Pamela Garmon Johnson: Spurring Innovative Leadership in Healthcare

Pamela Garmon Johnson is a visionary leader dedicated to achieving health equity for all as the National VP of Health Equity and Partnerships and Executive Director of The National Hypertension Control Initiative at the American Heart Association. With unwavering commitment, she collaborates to address injustices leading to poor health and financial outcomes. Guided by her motto, “Let’s Make it Happen,” Pamela passionately works to effect positive change in healthcare, empowering her team with evidence-based strategies. She is a beacon of hope for a healthier, more equitable world.

As the National VP of Health Equity and Partnerships and Executive Director of The National Hypertension Control Initiative at the American Heart Association, I not only represent myself, but also my family, my community and my ancestors to ensure that they are represented at the table when decisions are being made.  I have accepted and carry the torch for those that bear the unnecessary brunt of the injustices that result in poor health and financial outcomes.  I strive to collaborate with others to enable equitable access  for others and their respective communities.  My definition of success constantly evolves as there is so much to be done to achieve equity while maintaining a healthy and peaceful life.  Someone once told me: “imitate the behavior of those who have been successful”. I do my job with integrity and transparency, while consistently advocating for evolved models to address complex situations.  My Motto is “Let’s Make it Happen.”  I will strive to do the right thing while never wavering on my belief system.

My dreams growing up were to be an attorney, so that I could effect change via the law for those that were disenfranchised.  I married a lawyer, so part of that dream is still connected to me.  I became passionate about healthcare, due to the significant death rate in my family and the community that I resided.  I saw my family lose limbs and eyesight due to obesity and diabetes, while trying to manage their blood pressure.  However, my family nor my community had options for better foods, exercise, etc.  They were doing the best they could with the resources that they had.  Because of my family’s business, we met people at their most vulnerable time of need and I wanted to work to address premature deaths.

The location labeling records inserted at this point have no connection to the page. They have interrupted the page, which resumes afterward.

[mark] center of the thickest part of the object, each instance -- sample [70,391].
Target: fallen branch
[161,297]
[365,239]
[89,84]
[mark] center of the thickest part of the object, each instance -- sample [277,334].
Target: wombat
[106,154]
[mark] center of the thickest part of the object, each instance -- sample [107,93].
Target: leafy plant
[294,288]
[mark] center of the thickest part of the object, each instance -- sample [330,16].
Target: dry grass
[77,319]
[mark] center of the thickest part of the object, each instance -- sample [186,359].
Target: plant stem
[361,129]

Not being seen is a major challenge, coupled with speaking truth, but then very little action taken.  I had to learn how « to have the meeting before the meeting » and allow others to bring forward a concept and/or support the concept. 

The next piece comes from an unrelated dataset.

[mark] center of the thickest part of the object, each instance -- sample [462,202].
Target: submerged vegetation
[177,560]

There is the opportunity for leaders to gain an understanding about others as well as new strategies to impact change.  I offered a charge to my team many years ago, to get involved in a local organization and bring that learning back to the team so that those insights could impact our strategies.  That process allowed the team to “stop” doing some projects to “greenlight” new more innovative and sustainable projects.  Data informs strategy.  You cannot show up with your feelings,but come forward with the evidence and models that support your positioning.